Sidi Bouzid nous dévoilait son visage naturel. Celui d’une réalité mêlant désespoir et assèchement de la patience, de la volonté, de l’utopie et du rêve. A Sidi Bouzid, les rêves semblent lointains pour ceux qui y vivent pendant des années. Il n’y a que l’instinct de survie qui parait fonctionner … au risque de se déchirer, un jour en flamme comme ce fût le cas pour Bouazizi.

Dans la voiture l’émotion était forte. Je voyais les yeux de si Khemais, de Moune et de Traki déjà bien noyés par des larmes de désarroi. Dans des bribes de balbutiement sans verbe, la voiture retrouva son chemin de l’hôtel et chacun de nous nos chambres respectives.

Le mariage de Walid

Walid avait du mérite en accordant à son projet citoyen autant d’attention et de temps. Jusqu’à la dernière minute, il avait planifié ces deux journées sans nous quitter.
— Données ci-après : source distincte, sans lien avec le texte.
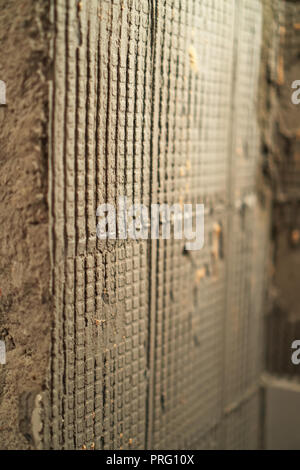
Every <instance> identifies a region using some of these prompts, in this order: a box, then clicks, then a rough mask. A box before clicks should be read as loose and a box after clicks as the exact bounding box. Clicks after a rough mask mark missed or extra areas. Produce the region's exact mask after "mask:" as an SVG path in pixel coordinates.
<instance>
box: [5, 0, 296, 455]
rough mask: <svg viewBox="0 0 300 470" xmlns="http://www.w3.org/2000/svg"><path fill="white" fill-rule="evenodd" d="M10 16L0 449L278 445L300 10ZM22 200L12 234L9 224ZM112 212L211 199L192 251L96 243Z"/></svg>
mask: <svg viewBox="0 0 300 470" xmlns="http://www.w3.org/2000/svg"><path fill="white" fill-rule="evenodd" d="M16 3H17V2H16V1H15V0H11V1H10V2H7V1H6V2H1V1H0V12H3V16H2V17H3V18H4V19H5V21H4V19H3V20H0V21H2V22H3V29H1V28H0V31H4V33H3V35H2V41H3V44H4V45H6V48H7V50H8V51H9V50H13V45H14V41H16V44H17V45H19V49H20V47H21V46H20V44H25V45H27V47H25V48H24V51H25V52H26V54H27V52H28V51H30V53H28V55H26V54H25V52H24V51H23V53H20V56H19V55H17V54H16V55H15V56H14V60H12V59H10V60H6V61H4V63H3V64H0V73H1V76H0V79H1V80H4V81H5V82H6V84H7V105H6V106H5V107H1V108H0V112H1V114H0V118H1V119H2V125H3V127H2V128H1V131H0V132H1V134H0V135H1V137H3V139H4V140H5V139H6V140H5V141H6V142H7V144H6V145H4V146H3V147H1V150H0V156H1V160H0V162H1V167H0V177H2V179H3V181H4V182H5V184H4V186H3V197H2V199H1V200H0V213H1V215H2V214H3V223H2V233H1V238H2V240H4V242H5V243H4V244H3V245H2V246H3V247H4V248H3V253H2V255H3V256H1V263H2V265H1V266H2V268H1V269H2V270H0V275H1V276H2V277H1V278H0V279H1V282H2V286H4V289H3V291H4V292H3V293H2V297H1V298H0V332H1V333H0V334H1V337H0V339H3V340H4V341H5V343H6V347H7V363H6V364H5V365H3V366H0V367H1V369H0V446H1V448H47V449H48V448H51V449H74V448H75V449H145V448H150V449H191V448H193V449H197V448H199V449H256V448H262V447H266V448H271V447H276V446H277V447H278V446H279V447H280V446H281V445H282V446H283V445H285V444H284V442H283V441H282V440H281V439H282V432H281V433H280V432H279V433H277V431H280V429H281V430H282V429H284V430H285V431H287V430H288V429H289V426H290V425H291V424H293V423H294V424H293V426H294V425H295V420H294V421H293V423H292V418H291V419H290V420H289V419H288V420H286V422H285V424H284V425H283V421H282V419H283V418H282V416H279V415H278V414H276V411H278V409H279V408H280V407H279V406H278V403H279V404H280V406H281V405H282V403H291V401H290V399H289V398H288V399H287V396H285V398H282V395H281V393H284V392H285V391H291V390H290V382H291V381H293V384H292V393H294V394H295V395H293V396H294V399H295V400H297V399H298V398H297V397H298V396H299V395H298V388H297V384H296V385H295V383H296V381H297V379H296V376H297V374H298V368H297V367H296V366H293V365H292V364H291V360H290V356H291V343H292V340H293V339H297V334H298V330H299V325H298V321H299V320H298V316H299V315H298V310H299V305H298V300H297V299H298V292H297V286H298V280H297V273H298V265H299V256H298V246H299V240H300V236H299V230H300V229H299V223H300V222H299V215H298V212H297V211H298V205H299V204H298V199H297V198H298V197H299V194H298V192H299V191H298V181H297V169H298V166H299V165H298V163H297V162H298V160H299V158H298V153H297V152H298V144H297V142H298V140H299V135H298V134H299V131H298V125H297V116H298V108H297V106H295V105H292V104H291V94H292V90H291V82H292V81H293V80H296V79H297V78H298V77H297V60H298V56H299V49H298V43H299V41H298V37H299V34H300V18H299V22H298V20H297V18H298V16H299V13H300V10H299V7H298V4H297V2H283V1H281V0H276V1H271V0H263V1H260V0H226V1H222V2H221V1H214V0H201V1H200V0H174V1H173V0H172V1H171V0H157V1H155V0H151V1H146V0H143V1H140V0H124V1H122V0H113V1H111V0H101V1H97V0H88V1H79V2H75V1H74V2H73V1H69V0H55V1H50V2H49V3H48V2H42V1H37V2H31V1H30V0H28V1H26V2H24V3H23V6H22V9H18V10H17V6H16ZM16 10H17V11H18V14H16ZM1 24H2V23H1ZM5 25H8V26H5ZM5 28H6V29H5ZM0 34H1V33H0ZM12 37H13V38H14V41H13V39H12ZM16 38H19V42H18V41H17V39H16ZM20 50H21V49H20ZM10 54H11V56H12V55H13V54H12V53H10ZM16 70H17V71H18V73H17V77H19V81H17V83H18V86H16V85H15V82H14V81H13V79H12V77H13V76H14V74H16ZM33 77H35V78H34V79H33ZM299 79H300V77H299ZM39 86H41V89H40V88H39ZM32 93H33V94H32ZM21 97H22V100H21ZM20 103H21V104H20ZM8 116H10V119H11V120H8ZM28 116H32V120H29V118H28ZM37 116H39V118H38V123H36V122H35V121H34V118H35V117H37ZM16 121H17V122H18V123H19V124H18V125H17V126H16V125H15V124H13V123H15V122H16ZM23 134H24V136H23ZM34 136H36V139H35V138H34ZM19 139H21V142H23V143H25V144H24V145H23V146H22V145H21V144H20V143H19ZM8 143H10V144H11V145H13V146H14V148H13V149H11V148H10V147H9V146H8ZM25 149H26V152H28V154H29V155H31V158H32V160H26V161H29V168H28V170H27V172H26V173H25V175H23V176H24V178H25V179H24V181H26V183H27V186H28V190H27V191H26V193H24V192H23V188H24V183H22V181H23V179H22V177H21V175H20V174H19V173H18V172H17V171H16V169H15V168H19V167H22V168H23V163H21V158H22V152H25ZM7 165H9V166H10V170H9V171H10V172H8V170H7ZM32 174H33V175H36V177H35V178H36V179H32V180H30V179H29V178H27V179H26V175H32ZM7 175H9V177H8V176H7ZM14 178H15V180H14ZM12 181H15V185H14V186H13V188H14V189H13V190H12V189H9V188H11V187H12V186H11V183H9V182H12ZM27 186H26V187H27ZM31 188H32V190H31ZM35 191H36V193H37V194H36V193H35ZM13 194H16V195H17V196H16V197H17V200H18V201H19V202H18V204H21V202H22V204H21V206H16V207H17V208H18V209H19V208H20V212H19V213H20V214H22V217H23V218H21V221H20V219H19V218H17V219H9V220H10V222H9V223H7V217H6V216H5V214H6V213H11V212H10V210H11V208H12V207H13V208H15V204H16V203H15V199H14V197H13V196H12V195H13ZM119 196H126V197H127V201H128V204H129V205H131V204H132V203H133V202H136V203H143V204H145V205H146V206H147V207H150V205H151V204H152V203H159V204H163V203H166V204H169V205H172V204H176V203H177V204H179V205H180V206H183V205H184V204H186V203H192V204H193V205H194V207H195V204H197V203H204V205H205V242H204V247H203V249H201V250H199V251H188V250H187V249H186V246H185V241H184V240H175V239H174V238H173V237H171V238H170V239H169V240H164V239H162V238H160V239H158V240H150V239H148V240H142V239H140V240H129V239H128V240H107V241H103V240H99V239H98V238H97V237H96V224H97V221H98V219H97V217H96V209H97V207H98V206H99V205H100V204H102V203H106V202H108V203H110V204H115V205H117V203H118V197H119ZM36 199H37V200H38V201H40V205H39V206H37V209H36V210H34V211H33V212H34V214H35V215H36V214H38V217H34V218H33V219H31V218H30V216H29V215H28V211H29V209H28V208H32V207H33V208H36V206H35V205H34V204H35V202H36ZM20 201H21V202H20ZM32 210H33V209H32ZM12 213H14V212H12ZM21 222H22V223H21ZM18 224H21V225H22V227H23V230H25V235H24V232H19V231H18V230H17V228H18V227H19V225H18ZM29 227H30V229H29ZM12 228H13V229H14V230H15V231H16V233H18V234H19V233H22V234H23V235H22V236H19V237H18V238H17V239H16V240H17V242H15V241H14V238H13V237H11V233H12ZM32 230H35V232H34V233H33V232H32ZM43 230H44V231H45V233H44V232H43ZM26 234H27V235H26ZM28 234H29V235H28ZM28 237H29V238H28ZM33 240H34V241H33ZM42 241H43V243H42ZM28 247H29V248H28ZM8 248H9V249H8ZM26 250H27V251H26ZM31 250H33V253H31ZM17 252H18V253H26V254H27V255H26V260H29V262H26V260H25V259H24V256H25V255H24V256H23V257H21V256H19V257H17V256H16V253H17ZM20 273H21V274H20ZM26 276H27V277H26ZM49 284H50V294H49V293H48V292H49V287H48V286H49ZM16 291H17V292H18V296H16ZM16 299H18V301H17V300H16ZM24 299H27V300H26V302H25V300H24ZM16 312H17V317H16ZM26 315H27V316H26ZM32 319H35V320H32ZM24 322H25V324H26V327H25V328H24ZM32 322H35V323H34V327H31V325H32ZM27 330H29V331H30V332H31V333H30V334H32V336H33V337H32V338H31V337H30V338H28V332H27V333H26V331H27ZM24 331H25V333H24ZM50 333H51V338H50ZM26 334H27V336H26ZM299 339H300V337H299ZM28 345H30V346H28ZM41 351H42V355H41V353H40V352H41ZM16 364H18V370H19V371H21V370H22V373H21V372H19V373H17V372H16ZM24 370H25V371H26V373H24V374H23V371H24ZM262 372H264V373H263V375H262ZM278 390H279V392H278ZM282 390H283V392H282ZM295 397H296V398H295ZM294 403H296V402H294ZM295 409H296V405H295V406H291V408H290V411H291V410H295ZM11 410H13V412H12V411H11ZM287 412H288V410H286V413H284V414H285V416H287ZM290 414H291V415H293V416H294V418H295V419H296V420H297V414H296V413H295V412H293V411H292V412H291V413H290ZM7 423H9V424H8V425H7ZM296 426H297V425H296ZM273 431H276V432H275V434H274V433H273ZM285 434H286V436H287V435H288V432H285ZM293 434H294V433H293V431H291V433H290V435H291V436H292V435H293ZM291 439H292V438H291ZM286 445H290V446H297V445H298V444H297V442H296V441H293V440H290V441H289V444H286Z"/></svg>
Il avait remplacé ses absences physiques pour préparer ses noces de mariage qui se déroulait le 16 juillet, par une présence au téléphone tout aussi efficace.
Avec toujours le même enthousiasme, toute l’équipe était prête à suive Walid et le cortège de voiture pour aller chercher la mariée. Et c’est ainsi que nous avons assisté au mariage de Walid Issaoui et de sa jeune épouse à Sidi Bouzid, en découvrant les traditions d’hospitalité de cette famille.
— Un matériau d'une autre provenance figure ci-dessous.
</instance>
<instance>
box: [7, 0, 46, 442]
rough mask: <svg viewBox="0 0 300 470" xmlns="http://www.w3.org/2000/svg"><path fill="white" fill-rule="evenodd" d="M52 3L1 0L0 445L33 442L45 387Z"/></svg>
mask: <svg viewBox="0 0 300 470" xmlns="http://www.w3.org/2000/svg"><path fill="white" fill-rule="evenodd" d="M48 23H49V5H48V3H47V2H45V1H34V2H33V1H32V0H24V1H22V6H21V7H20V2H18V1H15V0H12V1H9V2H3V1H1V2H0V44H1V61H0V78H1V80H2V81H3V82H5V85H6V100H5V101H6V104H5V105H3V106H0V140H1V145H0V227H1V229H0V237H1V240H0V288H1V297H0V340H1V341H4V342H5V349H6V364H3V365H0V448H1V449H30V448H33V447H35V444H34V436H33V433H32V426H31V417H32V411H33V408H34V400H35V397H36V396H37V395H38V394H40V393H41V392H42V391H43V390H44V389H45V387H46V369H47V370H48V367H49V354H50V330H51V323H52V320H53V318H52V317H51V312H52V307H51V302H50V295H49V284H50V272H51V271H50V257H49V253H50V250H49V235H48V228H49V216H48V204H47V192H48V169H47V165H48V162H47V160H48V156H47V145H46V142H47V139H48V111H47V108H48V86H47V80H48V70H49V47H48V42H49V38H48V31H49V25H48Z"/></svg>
Nous avons vécu la sincérité de leur sollicitation à partager leur danse, leurs applaudissements, leurs youyous et leurs vœux de santé et de bonheur pour Walid aimé par les siens. 

La fatigue devenait visible sur les enfants et sur Traki dont les yeux commençaient à se fermer involontairement. Chahnaz suivaient du regard, comme une louve Azza et Farah qui perdaient au fil des heures leur entrain pour venir s’affaisser dans ses bras.
Si Khemais imperturbable était veillant et attentif à ce cérémonial fait de couleur et de lumière. Moune souhaitait gardait de ce voyage le plus de photos et les mégaoctets libres de son appareil photos se faisant de plus en plus rares.
En avançant vers Walid, il comprit que nous devions partir. Il désigna un de ses neveux pour nous accompagner avec sa voiture jusqu’à l’hôtel. Les  phares allumés, nous rejoignons nos chambres pour nous affaisser jusqu’au lendemain.

Le départ et l’au revoir pour le projet citoyen …

Sidi Bouzid a fini par nous imprégner d’un rythme soutenu. A sept heures j’étais avec Chahnaz au restaurant pour un petit déjeuner. Moune et si Khemais étaient déjà à table en tenant une discussion déjà bien entamée sur les jeunes de Sidi Bouzid. Traki nous a rejoint aussitôt et après une demi heure, Chahaz remonta à la chambre suivie du petit déjeuner des enfants.

11H00. La signalisation de la route nous indiquait une plaque avec Sidi Bouzid barré d’une ligne rouge. La quasi-totalité des stations de radio passait en boucle les programmes politiques des partis qui allaient se présenter à la constituante.   

Nous repartons avec dans nos esprits des visages et de l’espoir. Avant de partir si Dhaoui, le Directeur nous fît part de son vœu le plus cher pour son école : irriguer les 3 hectares de terres agricoles à la disposition de l’école selon un accord ministériel, la doter d’un puit et d’un élevage de lapin.
Outre la création de ressources pour l’école et pour la localité, ce projet permettrait de créer dans une première phase près de 4 emplois quasi permanents. Nous lui avons promis de réaliser un ‘bir’ à Bir Lahfay et qu’un planning lui sera transmis dès notre arrivée.
Lieu du nouveau Bir ...
Les arbres d’Eucalyptus défilaient sur la route menant vers Tunis. La radio diffusait toujours des débats politiques quand Traki reçu un coup de fil pour l’informer que facebook diffusait une situation d’affrontement à Sidi Bouzid. Traki a confirmé qu’il en était rien ... une pure intox ! 
Lundi 18 juillet en arrivant au bureau j’apprends qu’il y a eu un mort, un jeune de 14 ans, suite à des affrontements pendant la nuit du 17 juillet vers 23 heures.